Unit 5
Post-Cold War National Security Strategies in Theory
Throughout the Cold War, there was a broad-based political consensus on the nature of the threat and on a strategy to counter it. At the time, there appeared to be two variants of the containment strategy, one Kennan-like and the other Nitze-like. There were clear shifts accompanied by a great deal of continuity. Compared to post Cold War strategies, Cold War strategic shifts appear as minor pendulum swings.
Post-Cold War material is divided into two distinct parts. This week wecover the strategic alternatives available post Cold War—strategy in theory. Next week wecover strategy as actually practiced by Bush Sr., Clinton, Bush Jr., and Obama—strategy in practice.
If you read nothing else this semester, read the Posen and Ross article. Read it several times. Master the material and you will be prepared to enter the debate on national security strategy. The authors distilled hundreds of articles and books into a handful of cogent strategic alternatives.
Don’t get caught in the trap dismissing these strategies because they aren’t “flexible.” None of these are deterministic computer algorithms. All are quite flexible. Reading the words of past students who have argued for a “flexible” strategy, they are actually arguing for ad hoc employment policy rather than for a strategic response, and thus demonstrate a deep lack of understanding of force development and force deployment policy as elements of strategy.
Another trap past students have fallen into is dismissing the Posen and Ross strategies as “dated.” They go on to talk about issues two, three, or more levels below grand strategy, again demonstrating a failure to understand grand strategy. Professionals still study Sun Tzu (circa 500 BC), Thucydides (460 BC - 395 BC), and Clausewitz (1780 AD - 1831 AD). Dated? Sure. Valued? Professionals think so.
Still, if you have the urge, read the document from 2008 document from the Center for a New American Security, Finding Our Way: Debating American Grand Strategy. It’s newer, post-9/11, it’s three times longer than Posen and Ross, and it lists the same strategy alternatives that Posen and Ross listed twelve years earlier: isolationism, selective engagement, primacy, and cooperative security (p. 17). The same taxonomy can be used to describe U.S. behavior from the birth of the nation to the present. This is called old wine in a new bottle.
Required Reading
- Worley chapter 6 Post-Cold War Strategy [pp. 165-175]
- Posen and Ross article from International Security
Optional Reading
- See Resources folder.
- Finding Our Way: Debating American Grand Strategy. It might be useful to read pp. 11-20 to reinforce the information in chapter 4, The Meaning of Grand Strategy.
Discussion Questions
DQ 1. 21st Century Strategy: Dealing with militant Islam is but a single issue of American national security. Considering the entirety of U.S. national security issues, which of the post-Cold War strategy alternatives provides the best starting point for 21st Century grand strategy? Why?
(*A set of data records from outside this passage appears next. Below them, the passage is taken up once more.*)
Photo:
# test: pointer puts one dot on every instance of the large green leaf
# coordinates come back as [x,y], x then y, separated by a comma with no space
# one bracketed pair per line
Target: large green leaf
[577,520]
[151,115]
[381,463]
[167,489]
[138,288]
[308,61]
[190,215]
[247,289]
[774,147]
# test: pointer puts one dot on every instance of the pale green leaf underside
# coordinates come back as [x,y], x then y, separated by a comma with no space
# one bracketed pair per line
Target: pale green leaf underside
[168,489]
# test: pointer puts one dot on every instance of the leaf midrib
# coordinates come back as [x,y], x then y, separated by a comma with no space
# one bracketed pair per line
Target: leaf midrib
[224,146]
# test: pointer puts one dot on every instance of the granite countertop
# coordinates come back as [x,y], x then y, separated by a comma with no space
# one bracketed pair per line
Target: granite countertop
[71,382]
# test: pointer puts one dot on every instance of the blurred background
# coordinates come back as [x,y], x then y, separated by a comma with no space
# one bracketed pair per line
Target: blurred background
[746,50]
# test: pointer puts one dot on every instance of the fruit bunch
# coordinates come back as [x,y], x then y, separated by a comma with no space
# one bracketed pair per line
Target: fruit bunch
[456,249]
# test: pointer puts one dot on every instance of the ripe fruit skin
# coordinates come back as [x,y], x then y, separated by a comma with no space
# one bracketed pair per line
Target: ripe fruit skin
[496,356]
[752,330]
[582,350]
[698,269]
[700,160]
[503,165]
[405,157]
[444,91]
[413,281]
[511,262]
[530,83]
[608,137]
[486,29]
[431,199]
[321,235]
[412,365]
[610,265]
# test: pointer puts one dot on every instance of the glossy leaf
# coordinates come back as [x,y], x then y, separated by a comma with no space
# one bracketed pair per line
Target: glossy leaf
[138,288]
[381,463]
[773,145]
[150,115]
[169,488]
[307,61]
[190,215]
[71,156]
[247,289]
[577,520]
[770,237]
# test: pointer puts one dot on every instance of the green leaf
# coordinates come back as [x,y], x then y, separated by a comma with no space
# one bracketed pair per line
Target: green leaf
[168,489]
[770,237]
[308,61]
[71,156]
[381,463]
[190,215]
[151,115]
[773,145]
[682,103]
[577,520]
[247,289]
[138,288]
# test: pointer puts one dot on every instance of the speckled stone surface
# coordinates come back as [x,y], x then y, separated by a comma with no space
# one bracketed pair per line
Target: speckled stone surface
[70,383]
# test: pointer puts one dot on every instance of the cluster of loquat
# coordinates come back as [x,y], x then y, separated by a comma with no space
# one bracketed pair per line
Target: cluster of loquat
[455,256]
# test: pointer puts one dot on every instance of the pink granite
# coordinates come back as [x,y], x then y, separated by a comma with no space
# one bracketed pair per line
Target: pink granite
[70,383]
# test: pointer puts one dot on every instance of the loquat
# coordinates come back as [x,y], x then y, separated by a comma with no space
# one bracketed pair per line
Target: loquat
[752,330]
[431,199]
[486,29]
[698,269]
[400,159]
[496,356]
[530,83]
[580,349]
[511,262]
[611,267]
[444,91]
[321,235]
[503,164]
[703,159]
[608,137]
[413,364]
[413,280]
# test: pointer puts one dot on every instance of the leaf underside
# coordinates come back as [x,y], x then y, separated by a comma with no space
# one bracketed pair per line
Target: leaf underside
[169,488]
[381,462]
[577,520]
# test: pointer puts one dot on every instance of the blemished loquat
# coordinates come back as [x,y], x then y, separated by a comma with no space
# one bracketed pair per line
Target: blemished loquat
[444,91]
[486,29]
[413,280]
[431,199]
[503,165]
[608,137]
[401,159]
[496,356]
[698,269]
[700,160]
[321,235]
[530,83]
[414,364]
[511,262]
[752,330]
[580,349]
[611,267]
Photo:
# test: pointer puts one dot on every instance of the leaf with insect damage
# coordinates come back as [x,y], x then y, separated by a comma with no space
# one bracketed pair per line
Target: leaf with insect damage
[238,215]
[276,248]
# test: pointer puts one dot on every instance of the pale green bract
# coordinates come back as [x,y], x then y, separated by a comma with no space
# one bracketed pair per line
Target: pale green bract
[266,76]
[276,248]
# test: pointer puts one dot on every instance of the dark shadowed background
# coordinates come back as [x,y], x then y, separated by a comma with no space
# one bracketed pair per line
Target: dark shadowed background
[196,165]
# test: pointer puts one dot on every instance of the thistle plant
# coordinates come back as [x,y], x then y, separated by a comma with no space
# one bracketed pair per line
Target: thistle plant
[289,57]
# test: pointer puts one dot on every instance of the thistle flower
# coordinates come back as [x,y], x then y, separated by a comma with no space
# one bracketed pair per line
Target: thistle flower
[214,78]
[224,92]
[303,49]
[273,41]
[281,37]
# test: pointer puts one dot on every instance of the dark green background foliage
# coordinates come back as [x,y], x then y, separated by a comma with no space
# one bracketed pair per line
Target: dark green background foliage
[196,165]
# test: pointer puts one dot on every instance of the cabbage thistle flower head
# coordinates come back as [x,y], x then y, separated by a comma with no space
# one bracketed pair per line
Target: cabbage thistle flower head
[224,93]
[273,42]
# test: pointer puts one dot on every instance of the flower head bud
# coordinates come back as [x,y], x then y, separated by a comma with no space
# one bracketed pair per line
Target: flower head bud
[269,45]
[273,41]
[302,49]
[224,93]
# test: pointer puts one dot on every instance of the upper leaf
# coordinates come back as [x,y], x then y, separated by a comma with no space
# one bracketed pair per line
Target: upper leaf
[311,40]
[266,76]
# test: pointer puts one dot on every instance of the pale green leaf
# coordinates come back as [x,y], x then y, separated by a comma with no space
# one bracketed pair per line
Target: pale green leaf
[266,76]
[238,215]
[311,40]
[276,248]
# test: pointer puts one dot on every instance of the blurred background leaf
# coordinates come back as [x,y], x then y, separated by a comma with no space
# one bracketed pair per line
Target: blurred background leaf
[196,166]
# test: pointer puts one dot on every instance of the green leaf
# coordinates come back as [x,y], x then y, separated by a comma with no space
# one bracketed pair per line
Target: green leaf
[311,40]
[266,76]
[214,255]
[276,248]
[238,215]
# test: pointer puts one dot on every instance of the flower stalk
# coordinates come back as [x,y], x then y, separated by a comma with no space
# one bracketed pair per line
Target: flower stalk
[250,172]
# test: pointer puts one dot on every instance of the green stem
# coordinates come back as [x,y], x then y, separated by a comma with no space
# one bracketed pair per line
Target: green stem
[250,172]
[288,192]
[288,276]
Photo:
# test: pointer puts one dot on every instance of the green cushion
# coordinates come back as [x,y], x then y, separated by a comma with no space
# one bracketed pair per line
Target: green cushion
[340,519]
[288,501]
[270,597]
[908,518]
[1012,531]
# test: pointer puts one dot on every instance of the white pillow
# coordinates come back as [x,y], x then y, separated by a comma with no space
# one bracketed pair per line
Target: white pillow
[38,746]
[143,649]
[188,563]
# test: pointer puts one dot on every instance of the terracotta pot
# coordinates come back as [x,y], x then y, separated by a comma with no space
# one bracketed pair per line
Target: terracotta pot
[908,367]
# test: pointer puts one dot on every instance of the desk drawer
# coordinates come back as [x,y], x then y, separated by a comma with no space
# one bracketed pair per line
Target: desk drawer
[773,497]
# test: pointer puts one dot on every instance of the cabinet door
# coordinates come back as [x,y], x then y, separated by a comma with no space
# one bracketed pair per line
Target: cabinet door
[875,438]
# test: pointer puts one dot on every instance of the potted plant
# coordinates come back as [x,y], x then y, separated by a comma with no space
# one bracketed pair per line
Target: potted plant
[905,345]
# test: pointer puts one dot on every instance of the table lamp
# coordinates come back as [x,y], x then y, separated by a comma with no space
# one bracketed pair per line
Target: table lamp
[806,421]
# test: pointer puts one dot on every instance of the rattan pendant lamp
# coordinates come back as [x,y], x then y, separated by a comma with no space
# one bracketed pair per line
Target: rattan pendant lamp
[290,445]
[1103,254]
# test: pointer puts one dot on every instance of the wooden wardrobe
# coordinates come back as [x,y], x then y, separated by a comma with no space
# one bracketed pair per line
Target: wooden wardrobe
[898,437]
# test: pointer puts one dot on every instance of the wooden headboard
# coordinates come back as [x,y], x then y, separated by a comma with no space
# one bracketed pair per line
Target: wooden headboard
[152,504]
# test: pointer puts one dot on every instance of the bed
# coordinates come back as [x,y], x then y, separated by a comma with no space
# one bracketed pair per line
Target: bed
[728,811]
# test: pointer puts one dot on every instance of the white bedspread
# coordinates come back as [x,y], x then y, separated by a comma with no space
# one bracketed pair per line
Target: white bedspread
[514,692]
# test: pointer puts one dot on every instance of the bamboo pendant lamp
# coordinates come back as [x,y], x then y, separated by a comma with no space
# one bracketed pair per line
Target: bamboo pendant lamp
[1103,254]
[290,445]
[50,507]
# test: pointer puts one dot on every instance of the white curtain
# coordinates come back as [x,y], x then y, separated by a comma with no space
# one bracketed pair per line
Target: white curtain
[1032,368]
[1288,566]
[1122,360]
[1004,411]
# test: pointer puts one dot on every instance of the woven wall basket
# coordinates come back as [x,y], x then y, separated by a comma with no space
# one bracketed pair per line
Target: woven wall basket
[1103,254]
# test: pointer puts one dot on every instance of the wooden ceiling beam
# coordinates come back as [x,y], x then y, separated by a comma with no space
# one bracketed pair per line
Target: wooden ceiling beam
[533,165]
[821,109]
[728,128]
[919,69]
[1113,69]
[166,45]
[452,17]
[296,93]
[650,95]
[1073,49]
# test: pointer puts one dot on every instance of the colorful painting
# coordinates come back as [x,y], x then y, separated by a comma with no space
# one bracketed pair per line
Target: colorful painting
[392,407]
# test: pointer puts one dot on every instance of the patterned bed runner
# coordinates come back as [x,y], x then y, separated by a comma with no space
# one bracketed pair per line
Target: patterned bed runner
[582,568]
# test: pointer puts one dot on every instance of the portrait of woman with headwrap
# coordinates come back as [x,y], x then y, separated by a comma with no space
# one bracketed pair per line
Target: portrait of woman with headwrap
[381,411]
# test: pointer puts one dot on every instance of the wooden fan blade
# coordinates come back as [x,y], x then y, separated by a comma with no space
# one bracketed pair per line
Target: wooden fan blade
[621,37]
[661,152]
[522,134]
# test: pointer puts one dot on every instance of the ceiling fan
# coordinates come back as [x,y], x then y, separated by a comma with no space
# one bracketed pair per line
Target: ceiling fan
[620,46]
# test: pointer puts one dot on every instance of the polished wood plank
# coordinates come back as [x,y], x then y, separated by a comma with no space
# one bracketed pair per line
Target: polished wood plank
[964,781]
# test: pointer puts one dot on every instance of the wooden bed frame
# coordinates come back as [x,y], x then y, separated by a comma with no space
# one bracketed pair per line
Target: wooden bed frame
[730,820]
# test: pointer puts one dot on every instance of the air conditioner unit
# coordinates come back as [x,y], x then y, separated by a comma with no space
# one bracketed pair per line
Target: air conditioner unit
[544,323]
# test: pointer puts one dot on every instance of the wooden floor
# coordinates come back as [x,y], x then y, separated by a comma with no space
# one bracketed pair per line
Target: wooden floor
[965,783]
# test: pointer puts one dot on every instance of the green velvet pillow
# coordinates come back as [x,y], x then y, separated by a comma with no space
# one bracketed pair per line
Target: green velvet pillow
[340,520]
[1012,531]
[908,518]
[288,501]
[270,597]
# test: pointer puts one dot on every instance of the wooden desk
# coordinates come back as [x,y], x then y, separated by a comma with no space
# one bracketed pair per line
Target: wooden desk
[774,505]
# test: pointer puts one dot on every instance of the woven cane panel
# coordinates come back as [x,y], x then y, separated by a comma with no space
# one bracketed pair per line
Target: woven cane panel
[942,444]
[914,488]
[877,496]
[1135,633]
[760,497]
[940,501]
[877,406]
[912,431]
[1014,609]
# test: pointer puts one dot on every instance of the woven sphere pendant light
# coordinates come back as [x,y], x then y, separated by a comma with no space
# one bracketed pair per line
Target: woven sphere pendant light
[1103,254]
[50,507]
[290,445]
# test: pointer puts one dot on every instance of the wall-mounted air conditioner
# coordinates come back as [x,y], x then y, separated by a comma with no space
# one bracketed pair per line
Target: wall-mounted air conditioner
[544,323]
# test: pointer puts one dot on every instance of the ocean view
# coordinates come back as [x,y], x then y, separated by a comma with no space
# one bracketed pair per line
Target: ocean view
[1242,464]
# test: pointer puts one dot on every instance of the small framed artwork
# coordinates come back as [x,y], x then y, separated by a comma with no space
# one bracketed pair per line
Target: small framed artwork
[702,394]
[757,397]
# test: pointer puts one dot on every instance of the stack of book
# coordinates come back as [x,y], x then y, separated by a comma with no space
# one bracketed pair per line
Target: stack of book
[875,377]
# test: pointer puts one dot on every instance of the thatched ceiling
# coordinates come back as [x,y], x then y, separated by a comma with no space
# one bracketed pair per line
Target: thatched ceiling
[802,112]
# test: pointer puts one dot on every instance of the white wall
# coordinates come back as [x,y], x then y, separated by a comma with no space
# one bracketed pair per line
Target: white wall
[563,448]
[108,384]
DQ 2. Were predictions accurate?Strategies are based on theoretical cause-and-effect relationships. A theory's validity can be judged by its ability to predict the consequences of action. Assuming that the United States adopted a beyond-primacy strategy after 9/11, discuss the theories embedded in the strategic alternatives and their ability to predict the consequences of the beyond-primacy strategy (post 9/11 behavior and the invasion of Iraq). I.e., did the predictions made in Posen and Ross come true?
DQ 3. Realism and Strategy: Connect the national security strategies from Posen and Ross to the different forms of realism presented in the international relations material.
DQ 4. Idealism and Strategy: Connect the national security strategies from Posen and Ross to the different forms of idealism/liberalism presented in the international relations material.
Lessons Learned
Submit a 350-word summary of what you have learned from this unit’s assignments, readings, and discussions and how they relate to your learning experience and work environment. Include all assigned reading, not just the reading associated with the DQs.